Lately yours truly has been in a lousy mood. This may have something to do with the fact that I can't afford the anti-depressants anymore, or it may be because the airing of Joe Millionaire has shown me that trust and honesty are no longer valued, or it may be because I'm writing this in Microsoft Word and I resent the hold Microsoft has on my life. Whatever it is, I need something to lift my mood. That's why I want to talk about death, destruction, and the end of the world. Nothing cheers me up more than contemplating apocalypse. It must be a misery-loves-company thing.
I speak of apocalypse with a small "a" because I am not one of those Apocalypse-enthusiasts who cares only about identifying the Beast or the Whore of Babylon or speculating about the nature of New Jerusalem. Those sorts of things are very good, but any end of the world interests me, not just that one.

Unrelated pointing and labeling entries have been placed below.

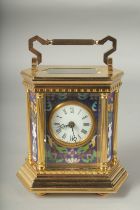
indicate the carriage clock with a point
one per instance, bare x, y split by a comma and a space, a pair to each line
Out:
72, 117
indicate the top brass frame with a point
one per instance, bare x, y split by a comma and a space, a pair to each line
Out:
38, 59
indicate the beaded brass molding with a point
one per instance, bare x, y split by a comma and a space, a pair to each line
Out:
69, 89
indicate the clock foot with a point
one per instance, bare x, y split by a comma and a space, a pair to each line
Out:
102, 194
40, 194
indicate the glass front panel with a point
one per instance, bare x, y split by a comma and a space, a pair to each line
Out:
68, 122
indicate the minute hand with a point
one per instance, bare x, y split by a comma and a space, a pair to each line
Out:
74, 137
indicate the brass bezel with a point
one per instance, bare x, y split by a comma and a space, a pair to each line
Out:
72, 145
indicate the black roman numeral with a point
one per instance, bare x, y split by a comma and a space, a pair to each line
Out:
64, 136
72, 110
83, 131
58, 130
64, 110
84, 117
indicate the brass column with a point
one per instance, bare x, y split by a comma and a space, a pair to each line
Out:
28, 127
103, 131
115, 127
40, 130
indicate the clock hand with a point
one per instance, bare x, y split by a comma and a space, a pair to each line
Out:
74, 137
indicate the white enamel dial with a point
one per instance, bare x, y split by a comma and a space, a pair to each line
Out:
71, 123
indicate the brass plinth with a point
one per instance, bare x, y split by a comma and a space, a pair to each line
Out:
72, 181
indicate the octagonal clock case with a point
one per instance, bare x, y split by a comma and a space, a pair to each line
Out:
72, 119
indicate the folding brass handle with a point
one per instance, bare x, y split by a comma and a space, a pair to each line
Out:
106, 58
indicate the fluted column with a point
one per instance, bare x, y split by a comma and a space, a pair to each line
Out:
115, 127
40, 131
28, 113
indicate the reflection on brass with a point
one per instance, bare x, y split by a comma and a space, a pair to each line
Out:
72, 42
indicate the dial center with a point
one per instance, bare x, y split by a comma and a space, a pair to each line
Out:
71, 124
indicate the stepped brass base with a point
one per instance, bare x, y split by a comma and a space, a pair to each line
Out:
72, 181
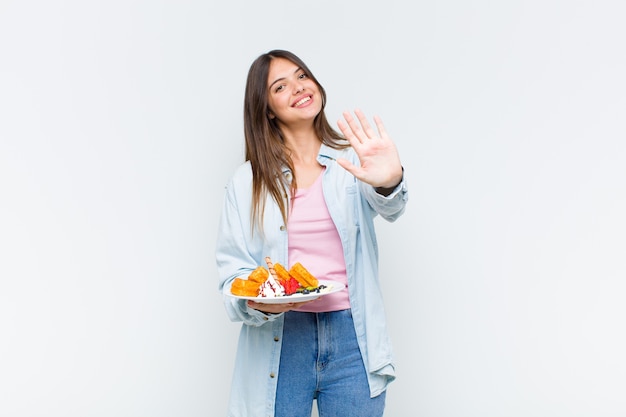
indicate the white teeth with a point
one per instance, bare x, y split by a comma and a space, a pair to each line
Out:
304, 100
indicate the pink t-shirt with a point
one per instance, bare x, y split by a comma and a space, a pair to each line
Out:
315, 243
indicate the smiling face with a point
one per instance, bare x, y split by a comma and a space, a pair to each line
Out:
293, 97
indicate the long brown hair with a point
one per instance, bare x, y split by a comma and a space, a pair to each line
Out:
265, 145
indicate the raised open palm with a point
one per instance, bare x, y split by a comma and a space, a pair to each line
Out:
379, 160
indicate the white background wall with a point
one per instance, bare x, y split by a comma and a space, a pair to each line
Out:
120, 122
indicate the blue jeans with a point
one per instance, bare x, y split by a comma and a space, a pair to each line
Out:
321, 360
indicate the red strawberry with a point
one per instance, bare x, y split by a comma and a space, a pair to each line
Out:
291, 285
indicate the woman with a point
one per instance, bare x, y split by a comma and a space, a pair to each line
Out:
308, 194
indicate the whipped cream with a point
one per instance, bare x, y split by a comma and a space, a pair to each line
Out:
271, 288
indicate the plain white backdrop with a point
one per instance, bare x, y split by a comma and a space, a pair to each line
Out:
120, 123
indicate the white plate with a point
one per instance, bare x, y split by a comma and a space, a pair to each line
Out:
331, 288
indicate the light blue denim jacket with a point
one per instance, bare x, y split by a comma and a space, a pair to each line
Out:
352, 205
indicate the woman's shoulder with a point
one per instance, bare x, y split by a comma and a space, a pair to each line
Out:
334, 153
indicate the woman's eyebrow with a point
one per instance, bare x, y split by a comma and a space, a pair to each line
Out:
282, 78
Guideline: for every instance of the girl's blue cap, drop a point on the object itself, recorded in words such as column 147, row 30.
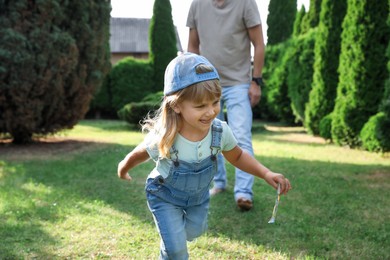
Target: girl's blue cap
column 181, row 72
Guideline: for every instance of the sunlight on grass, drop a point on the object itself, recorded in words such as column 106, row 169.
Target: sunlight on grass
column 66, row 202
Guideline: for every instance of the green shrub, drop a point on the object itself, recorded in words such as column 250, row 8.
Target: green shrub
column 134, row 112
column 375, row 134
column 325, row 127
column 53, row 57
column 129, row 80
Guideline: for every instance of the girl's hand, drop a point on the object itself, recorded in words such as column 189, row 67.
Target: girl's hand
column 125, row 177
column 122, row 172
column 274, row 178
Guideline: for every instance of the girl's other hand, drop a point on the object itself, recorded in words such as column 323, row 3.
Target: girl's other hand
column 126, row 177
column 274, row 178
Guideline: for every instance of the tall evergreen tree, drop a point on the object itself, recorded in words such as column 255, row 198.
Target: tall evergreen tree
column 162, row 40
column 53, row 56
column 362, row 68
column 327, row 51
column 298, row 21
column 312, row 17
column 280, row 20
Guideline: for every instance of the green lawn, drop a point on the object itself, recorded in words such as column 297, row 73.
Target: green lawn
column 64, row 201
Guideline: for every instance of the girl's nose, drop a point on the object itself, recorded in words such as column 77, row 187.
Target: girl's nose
column 211, row 112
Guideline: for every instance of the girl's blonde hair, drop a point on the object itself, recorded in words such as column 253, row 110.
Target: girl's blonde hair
column 166, row 123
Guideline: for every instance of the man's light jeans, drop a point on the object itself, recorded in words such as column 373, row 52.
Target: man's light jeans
column 239, row 117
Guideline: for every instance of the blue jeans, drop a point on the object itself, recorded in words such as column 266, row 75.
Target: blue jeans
column 239, row 117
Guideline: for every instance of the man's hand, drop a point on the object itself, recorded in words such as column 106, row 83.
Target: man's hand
column 254, row 93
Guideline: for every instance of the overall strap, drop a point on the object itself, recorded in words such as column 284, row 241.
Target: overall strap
column 216, row 137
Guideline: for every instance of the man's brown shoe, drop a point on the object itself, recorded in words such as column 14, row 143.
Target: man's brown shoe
column 215, row 191
column 244, row 204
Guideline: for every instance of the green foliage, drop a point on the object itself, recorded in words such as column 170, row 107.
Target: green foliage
column 300, row 72
column 135, row 112
column 129, row 81
column 326, row 62
column 325, row 127
column 162, row 41
column 362, row 68
column 280, row 20
column 298, row 21
column 375, row 134
column 276, row 93
column 312, row 17
column 53, row 56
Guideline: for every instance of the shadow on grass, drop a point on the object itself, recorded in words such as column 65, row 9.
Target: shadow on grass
column 335, row 210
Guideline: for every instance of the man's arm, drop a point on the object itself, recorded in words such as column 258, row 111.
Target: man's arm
column 193, row 41
column 256, row 37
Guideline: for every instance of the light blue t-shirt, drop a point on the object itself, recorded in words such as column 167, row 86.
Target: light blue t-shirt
column 187, row 150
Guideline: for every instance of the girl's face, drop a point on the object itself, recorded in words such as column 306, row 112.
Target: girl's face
column 197, row 117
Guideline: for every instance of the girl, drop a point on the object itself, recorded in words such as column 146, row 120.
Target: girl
column 184, row 138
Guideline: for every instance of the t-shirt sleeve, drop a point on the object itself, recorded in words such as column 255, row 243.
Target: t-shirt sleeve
column 228, row 139
column 191, row 15
column 151, row 148
column 252, row 14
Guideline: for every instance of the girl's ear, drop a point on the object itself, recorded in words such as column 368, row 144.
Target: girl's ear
column 176, row 108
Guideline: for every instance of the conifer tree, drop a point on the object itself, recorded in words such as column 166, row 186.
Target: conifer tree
column 327, row 51
column 280, row 20
column 162, row 40
column 298, row 21
column 362, row 68
column 312, row 17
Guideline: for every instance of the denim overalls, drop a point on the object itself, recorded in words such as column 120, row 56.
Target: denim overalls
column 180, row 202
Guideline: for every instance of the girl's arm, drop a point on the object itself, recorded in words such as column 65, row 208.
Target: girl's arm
column 245, row 162
column 135, row 157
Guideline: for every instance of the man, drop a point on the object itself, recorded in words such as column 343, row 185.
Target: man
column 223, row 31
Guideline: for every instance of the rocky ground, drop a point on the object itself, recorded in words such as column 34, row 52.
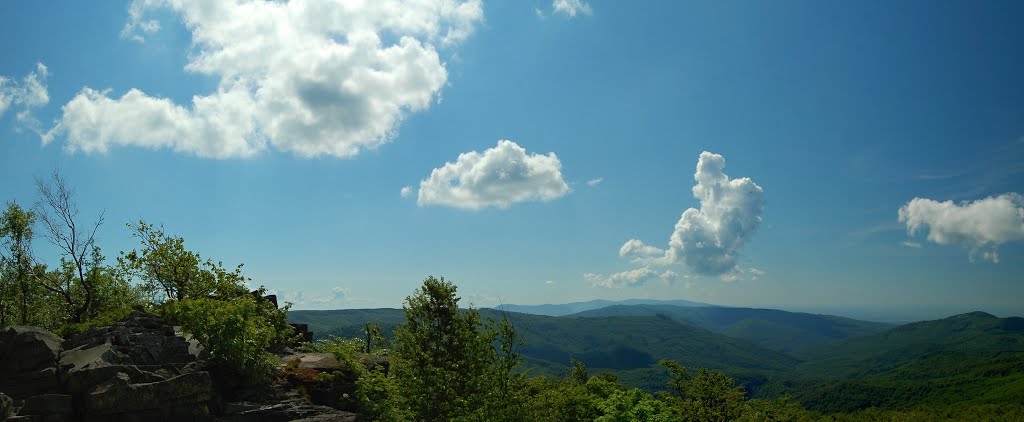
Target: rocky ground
column 143, row 370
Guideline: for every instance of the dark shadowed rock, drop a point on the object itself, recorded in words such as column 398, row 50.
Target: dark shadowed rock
column 48, row 405
column 28, row 361
column 28, row 348
column 320, row 362
column 139, row 339
column 6, row 407
column 120, row 395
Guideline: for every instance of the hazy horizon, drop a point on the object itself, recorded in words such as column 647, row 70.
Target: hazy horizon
column 866, row 157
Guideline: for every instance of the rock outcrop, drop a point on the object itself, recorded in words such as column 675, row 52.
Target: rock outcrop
column 139, row 369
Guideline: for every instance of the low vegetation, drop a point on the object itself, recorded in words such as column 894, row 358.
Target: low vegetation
column 435, row 361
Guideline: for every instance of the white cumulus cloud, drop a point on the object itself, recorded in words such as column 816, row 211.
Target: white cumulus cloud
column 571, row 7
column 308, row 77
column 625, row 279
column 498, row 177
column 708, row 240
column 26, row 95
column 978, row 225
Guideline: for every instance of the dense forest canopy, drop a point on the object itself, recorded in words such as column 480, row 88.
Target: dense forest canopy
column 658, row 363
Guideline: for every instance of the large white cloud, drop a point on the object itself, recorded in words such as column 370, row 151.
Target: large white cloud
column 26, row 95
column 498, row 177
column 310, row 77
column 979, row 225
column 708, row 240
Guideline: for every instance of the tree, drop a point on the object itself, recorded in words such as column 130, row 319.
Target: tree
column 708, row 396
column 446, row 361
column 169, row 271
column 15, row 229
column 58, row 213
column 235, row 327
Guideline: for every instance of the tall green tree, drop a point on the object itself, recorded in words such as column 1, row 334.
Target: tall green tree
column 446, row 361
column 708, row 396
column 15, row 229
column 235, row 326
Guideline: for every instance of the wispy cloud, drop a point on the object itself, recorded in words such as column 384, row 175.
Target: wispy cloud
column 571, row 7
column 26, row 95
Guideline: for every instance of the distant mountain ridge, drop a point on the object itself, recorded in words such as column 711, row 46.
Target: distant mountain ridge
column 562, row 309
column 772, row 329
column 829, row 364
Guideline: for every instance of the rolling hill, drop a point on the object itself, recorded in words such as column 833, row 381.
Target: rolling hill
column 628, row 346
column 837, row 365
column 790, row 333
column 574, row 307
column 974, row 359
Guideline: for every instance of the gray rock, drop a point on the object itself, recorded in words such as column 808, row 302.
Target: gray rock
column 47, row 405
column 292, row 411
column 121, row 395
column 28, row 348
column 139, row 339
column 318, row 362
column 27, row 384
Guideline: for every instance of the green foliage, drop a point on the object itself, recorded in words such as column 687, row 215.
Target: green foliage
column 448, row 362
column 772, row 329
column 709, row 395
column 634, row 405
column 17, row 291
column 236, row 333
column 380, row 397
column 169, row 271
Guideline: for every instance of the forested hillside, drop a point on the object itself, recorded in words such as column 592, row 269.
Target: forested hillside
column 777, row 330
column 955, row 368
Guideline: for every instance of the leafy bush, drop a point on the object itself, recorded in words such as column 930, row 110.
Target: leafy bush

It doesn't even have to be the end of the whole world. It could just be the end of this little part of it. That would be fine. For example the other day I learned that the Australian continent is on target to collide with us here in the Pacific Northwest sometime in the next couple hundred million years. That should pretty much finish the Space Needle, once and for all, and not a million years too soon. When you're in a bad mood, who needs revolving restaurants?
Don't get me wrong. I don't actually want global warming to melt the polar icecaps and inundate the coasts, for example. I want global warming and the depletion of the ozone layer and all those other slow-moving disasters to reverse themselves, like any good liberal should. But there's something exhilarating about being in a train wreck, even one that takes a century or millions of years to happen.
Of course, faster disasters are more compelling. I think a lot of the appeal of Revelations is that the disasters are so dramatic and sudden. One minute everyone is all right and then – BAM – locusts. (Like you can't eat locusts.) This represents a challenge to those of us who would like to visualize world destruction but don't want to be constrained to the Biblical model. Can we top John?
I believe that if we apply ourselves, we can. Pestilence and famine are great, but modern life has so much more to offer.
We could start with nuclear weapons. Suppose for instance that North Korea has those two A-bombs everybody has been saying they could have. And suppose that they really do have an ICBM capable of hitting San Francisco, like some people say they do. Well, we here in Seattle are much closer to North Korea than San Francisco, and we are a hell of a target. Whee, we could be a fireball! Now that's dramatic!
But, I'm a baby boomer, and consequently nuclear weapons are pretty much played out for me. I need new possibilities of annihilation, new reasons to duck and cover.
Smallpox is pretty good. It beats anthrax, as there is no way anyone is going to cover more than a city block with anthrax, but with smallpox you could wipe out millions. In theory. Better would be a brand new genetically engineered disease, one that no one is expecting. Something with the symptoms of ebola but with the contagion of the common cold. Don't think nobody is working on this. Good old American know-how will always find a way.
Look out for nano-robots. They're the next thing. You know all those bastards creating computer viruses now? In twenty years the exact same people will be making microscopic robots that fly through the air and up your nose to take up residence in your lungs for the purpose of deleting all your files, figuratively speaking. Just because they can.
One of the great things about dwelling on possible ends of the world is that it makes Saddam Hussein look like a fly on the wall. I hope that reading this column has cheered one or two of you up in that way. For the rest of you, I recommend anti-depressants.